An amended 2024 wartime budget passed last January kept billions in special funding for ultra-Orthodox education intact even as the government implemented painful belt-tightening measures to cover the cost of the conflicts in Gaza and on the northern border. The 2025 budget, if given final approval, will implement significant cuts to healthcare, education and social services to the tune of hundreds of millions of shekels.

Yesh Atid is “considering challenging” the last minute allocations by petitioning the High Court of Justice,” Beliak stated, questioning both the propriety of the allocation process and legality of the appropriations for some of the ultra-Orthodox schools receiving money, given recent criticism of their conduct.

In a 2020 report, the accountant general pointed to significant problems with how the finances of Haredi schools have been handled. And in August 2024, the Finance Ministry informed two Haredi education systems with state funding and huge deficits that they would be cut off from state-controlled bank accounts and budget-related computer systems on September 1.

Addressing the ​State Control Committee in April, a representative of the State Comptroller’s Office complained of what a committee spokesperson described as the Education Ministry’s “limited supervision” of the Haredi school system.

Opposing the 2025 budget

On Tuesday evening, Netanyahu launched a scathing attack on Itamar Ben Gvir, after the national security minister and all but one of the MKs from Ben Gvir’s Otzma Yehudit party voted against an important budget-related bill in the Knesset.

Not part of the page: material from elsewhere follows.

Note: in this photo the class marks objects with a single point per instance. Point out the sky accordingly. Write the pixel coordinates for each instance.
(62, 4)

Housing Minister Yitzhak Goldknopf (left) and National Security Minister Itamar Ben Gvir, speak in the Knesset on May 23, 2023 (Gil Cohen-Magen / AFP)

To make sure the legislation passed and to quash the internal revolt led by Ben Gvir and ultra-Orthodox MKs, the prime minister was forced to leave his hospital bed, against medical advice, two days after undergoing prostate surgery.

Asked if he believed that the internal coalition bickering over the budget could present the opposition with a chance to prevent its passage, Beliak replied that “there are so many conflicts and fights in the coalition that in the end it will tear them apart from within.

“Our goal is to widen the cracks as much as possible and be there at the right moment and knock them down,” he said.